Opinión

El segador pide rosas

Rasgueo esta página en el zócalo de una pequeña albergue en un saliente del Mediterráneo, ese lago grande al decir de los cartagineses y que Homero convirtió en mar de ficciones y dioses. 
Habiendo venido a recorrer los pastos empinados donde cuidaba cabras Miguel Hernández, y en ese recorrido igualmente he llegado a Orihuela a escuchar el aliento del poeta herido por el rayo, mientras Joan Manuel Serrat canta los poemas del “hijo de la luz y de la sombra”.
“…El corazón traigo lleno / de un alegre resplandor. / Si me matan bueno: / Si vivo mejor”.
Algo más al sur o todavía más allá, en el secano, Puente Vaquero. Otro poeta –piel cobriza, ojos saltones, pelo raso, cara de gitano moldeado en fragua– grita al cortijo de adobes blanco de cal: “Abrir puertas y ventanas las que vivís en el pueblo, el segador pide rosas para adornar su sombrero”.
Era una copla aprendida cruzando la frontera de Francia con una pequeña compañía de teatro llevada a representar en Burdeos, a orillas del Garona, ‘La Casa de Bernarda Alba’, de Federico García Lorca.
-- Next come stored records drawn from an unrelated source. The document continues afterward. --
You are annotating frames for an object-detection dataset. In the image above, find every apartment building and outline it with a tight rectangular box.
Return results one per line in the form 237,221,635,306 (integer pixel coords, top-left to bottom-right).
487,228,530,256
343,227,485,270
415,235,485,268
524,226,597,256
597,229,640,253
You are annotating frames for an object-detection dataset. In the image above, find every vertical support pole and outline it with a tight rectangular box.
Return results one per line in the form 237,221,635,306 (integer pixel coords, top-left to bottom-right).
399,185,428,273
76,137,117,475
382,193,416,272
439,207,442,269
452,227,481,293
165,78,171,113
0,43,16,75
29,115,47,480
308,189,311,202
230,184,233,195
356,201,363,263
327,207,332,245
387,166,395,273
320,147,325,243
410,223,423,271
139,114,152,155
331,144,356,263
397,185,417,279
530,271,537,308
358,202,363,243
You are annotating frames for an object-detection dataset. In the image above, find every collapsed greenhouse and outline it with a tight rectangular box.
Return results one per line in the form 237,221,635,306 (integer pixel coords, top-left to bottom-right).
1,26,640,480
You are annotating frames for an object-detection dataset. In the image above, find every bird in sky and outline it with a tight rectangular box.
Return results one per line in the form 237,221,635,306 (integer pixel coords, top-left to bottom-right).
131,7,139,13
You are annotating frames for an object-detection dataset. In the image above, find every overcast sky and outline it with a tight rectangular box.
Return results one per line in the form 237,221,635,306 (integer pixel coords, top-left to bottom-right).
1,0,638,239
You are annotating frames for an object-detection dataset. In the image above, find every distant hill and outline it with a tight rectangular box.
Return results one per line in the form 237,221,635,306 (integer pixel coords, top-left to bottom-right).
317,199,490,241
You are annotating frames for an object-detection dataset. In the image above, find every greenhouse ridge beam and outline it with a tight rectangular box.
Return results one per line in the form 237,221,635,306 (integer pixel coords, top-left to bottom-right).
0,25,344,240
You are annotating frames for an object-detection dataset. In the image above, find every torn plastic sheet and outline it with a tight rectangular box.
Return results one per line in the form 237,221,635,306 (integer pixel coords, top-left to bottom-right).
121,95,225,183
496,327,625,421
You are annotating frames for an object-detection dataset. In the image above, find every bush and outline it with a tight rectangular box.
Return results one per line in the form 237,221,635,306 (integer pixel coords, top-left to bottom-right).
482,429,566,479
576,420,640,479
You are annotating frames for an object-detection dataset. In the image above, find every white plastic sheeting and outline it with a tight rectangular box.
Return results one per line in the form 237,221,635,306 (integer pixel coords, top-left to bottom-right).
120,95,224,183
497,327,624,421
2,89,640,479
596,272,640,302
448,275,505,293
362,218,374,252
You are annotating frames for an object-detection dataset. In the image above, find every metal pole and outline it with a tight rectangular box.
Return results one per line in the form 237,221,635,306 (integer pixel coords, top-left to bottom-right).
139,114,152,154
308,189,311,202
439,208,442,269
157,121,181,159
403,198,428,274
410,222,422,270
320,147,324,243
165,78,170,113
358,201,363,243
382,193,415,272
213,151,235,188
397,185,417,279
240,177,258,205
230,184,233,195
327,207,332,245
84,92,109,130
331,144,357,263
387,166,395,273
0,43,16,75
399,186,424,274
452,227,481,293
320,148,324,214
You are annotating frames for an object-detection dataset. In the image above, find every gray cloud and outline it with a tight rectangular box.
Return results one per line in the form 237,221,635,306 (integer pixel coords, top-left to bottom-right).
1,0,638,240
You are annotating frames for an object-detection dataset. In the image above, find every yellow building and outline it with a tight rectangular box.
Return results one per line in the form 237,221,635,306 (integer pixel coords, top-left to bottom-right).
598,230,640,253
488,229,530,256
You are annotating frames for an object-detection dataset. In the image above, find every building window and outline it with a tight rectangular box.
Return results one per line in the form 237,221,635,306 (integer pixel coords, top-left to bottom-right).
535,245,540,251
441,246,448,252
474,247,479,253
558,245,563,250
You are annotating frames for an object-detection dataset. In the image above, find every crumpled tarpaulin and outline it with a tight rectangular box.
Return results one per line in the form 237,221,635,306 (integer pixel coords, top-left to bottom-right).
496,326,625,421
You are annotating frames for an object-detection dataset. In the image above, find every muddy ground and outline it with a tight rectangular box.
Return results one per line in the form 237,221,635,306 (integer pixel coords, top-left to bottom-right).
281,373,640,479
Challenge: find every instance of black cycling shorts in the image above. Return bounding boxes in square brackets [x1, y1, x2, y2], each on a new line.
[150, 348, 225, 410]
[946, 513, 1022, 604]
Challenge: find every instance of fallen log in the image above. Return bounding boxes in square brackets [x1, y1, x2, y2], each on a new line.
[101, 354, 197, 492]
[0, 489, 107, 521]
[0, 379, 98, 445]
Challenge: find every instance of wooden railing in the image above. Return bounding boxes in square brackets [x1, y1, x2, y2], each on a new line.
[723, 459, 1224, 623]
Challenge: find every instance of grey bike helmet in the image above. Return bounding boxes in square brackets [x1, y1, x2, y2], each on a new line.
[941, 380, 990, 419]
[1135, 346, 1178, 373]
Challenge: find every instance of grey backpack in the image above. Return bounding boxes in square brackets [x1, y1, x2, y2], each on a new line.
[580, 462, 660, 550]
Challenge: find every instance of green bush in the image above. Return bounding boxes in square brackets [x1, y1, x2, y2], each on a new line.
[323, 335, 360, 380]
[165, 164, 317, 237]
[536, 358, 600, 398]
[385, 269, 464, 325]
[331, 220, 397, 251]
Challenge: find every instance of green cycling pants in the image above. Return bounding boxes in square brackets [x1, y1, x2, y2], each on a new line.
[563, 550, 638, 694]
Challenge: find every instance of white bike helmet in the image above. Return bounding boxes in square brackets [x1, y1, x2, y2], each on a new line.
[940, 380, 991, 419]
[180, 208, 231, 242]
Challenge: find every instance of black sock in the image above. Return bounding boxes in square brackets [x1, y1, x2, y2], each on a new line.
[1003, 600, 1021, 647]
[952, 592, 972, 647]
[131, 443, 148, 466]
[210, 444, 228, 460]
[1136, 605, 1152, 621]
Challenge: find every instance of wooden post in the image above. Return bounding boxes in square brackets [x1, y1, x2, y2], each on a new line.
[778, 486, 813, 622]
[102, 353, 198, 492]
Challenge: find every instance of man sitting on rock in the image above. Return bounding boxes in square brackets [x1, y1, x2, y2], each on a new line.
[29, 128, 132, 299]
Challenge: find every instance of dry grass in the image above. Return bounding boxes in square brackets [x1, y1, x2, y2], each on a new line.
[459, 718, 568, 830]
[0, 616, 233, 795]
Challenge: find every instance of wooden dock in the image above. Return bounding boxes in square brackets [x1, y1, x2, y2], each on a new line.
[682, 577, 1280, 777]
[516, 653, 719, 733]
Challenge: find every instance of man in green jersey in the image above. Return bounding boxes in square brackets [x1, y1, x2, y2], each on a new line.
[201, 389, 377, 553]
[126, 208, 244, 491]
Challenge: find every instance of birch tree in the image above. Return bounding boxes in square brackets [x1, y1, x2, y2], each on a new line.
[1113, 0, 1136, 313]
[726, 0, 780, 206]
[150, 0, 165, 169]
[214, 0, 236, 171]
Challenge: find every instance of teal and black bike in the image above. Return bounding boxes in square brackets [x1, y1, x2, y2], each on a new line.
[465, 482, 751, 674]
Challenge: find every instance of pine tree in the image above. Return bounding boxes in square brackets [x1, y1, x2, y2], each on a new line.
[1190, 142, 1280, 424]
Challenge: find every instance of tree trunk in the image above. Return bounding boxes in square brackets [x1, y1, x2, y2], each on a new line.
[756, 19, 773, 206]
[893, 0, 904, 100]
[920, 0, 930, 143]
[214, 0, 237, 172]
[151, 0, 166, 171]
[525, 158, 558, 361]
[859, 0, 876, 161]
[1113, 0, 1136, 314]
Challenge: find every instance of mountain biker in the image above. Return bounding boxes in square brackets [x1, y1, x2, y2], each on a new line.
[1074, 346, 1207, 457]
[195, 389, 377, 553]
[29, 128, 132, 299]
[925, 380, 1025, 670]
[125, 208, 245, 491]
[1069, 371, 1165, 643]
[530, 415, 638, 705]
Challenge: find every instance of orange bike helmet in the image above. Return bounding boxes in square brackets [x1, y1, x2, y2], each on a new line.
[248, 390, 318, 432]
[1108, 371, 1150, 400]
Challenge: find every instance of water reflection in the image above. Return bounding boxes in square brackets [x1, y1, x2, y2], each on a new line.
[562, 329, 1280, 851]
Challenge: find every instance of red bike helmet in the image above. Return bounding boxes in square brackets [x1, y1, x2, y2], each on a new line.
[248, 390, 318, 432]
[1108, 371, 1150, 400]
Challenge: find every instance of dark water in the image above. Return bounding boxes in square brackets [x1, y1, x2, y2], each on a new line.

Esa canción del coro de los hombres pidiendo, tras las gruesas paredes del caserón en el que Bernarda cuida la virginidad de sus hijas, con cerrojo, abrir puertas y ventanas, fue expresión más cabal de que las fronteras deberían ser a modo del océano: portón sin tranca para no impedir a los oleajes cruzar la inmensidad aguada. 
Era una quimera y lo supimos en lamento. Desde el día en que uno abandona la tierra de su nacencia, el manzano florido, el hórreo, el pequeño riachuelo en que como Orestes se bañó por primera vez tras la alquería, sería ya uno emigrante para siempre. Y si una vez regresa, le sucederá la tragedia de Ulises: no ser de esta orilla ni de aquella otra. Uno se ha quedado varado, a modo del mojón, sobre la raya fronteriza.
Muchos han partido a recorrer el mundo épico y pronto conocerán las bofetadas de la expatriación. Aquí, en su lar materno, el mundo se les caía encima; el país, embochinchado, va de la ilusión al desencanto, el futuro se hace empinado, y allá fuera, las ventanas se les cierran con aldabas, mientras las penas se acumulan y uno siente sobresalto de ahogo.
Cada día es más difícil emigrar a otras partes del mundo. Las naciones van levantando inmensos muros burocráticos que tocan los cielos. 
Los antaño paraísos abiertos a los extrañados de la tierra han cavado profundas fosas repletas de púas y espino, por orden expresa del estamento más alto de la sociedad: Los comisariatos contra los emigrantes indeseables. Ellos se han vuelto ciegos. Sienten y palpan solamente el olor, y los expatriados huelen a descomposición, malaventura, desazón y dolencia sin fin.
El egoísmo es la flor más espaciosa. Se habla de humanismo, de caminos y cielos abiertos, y cada vez hay más guetos, portones infranqueables, y una policía planetaria cuya misión es hostigar a los desplazados. 
Poco hemos aprendido los seres humanos de la solidaridad que nos debemos los unos a los otros por encima de esas fronteras creadas a sangre y fuego.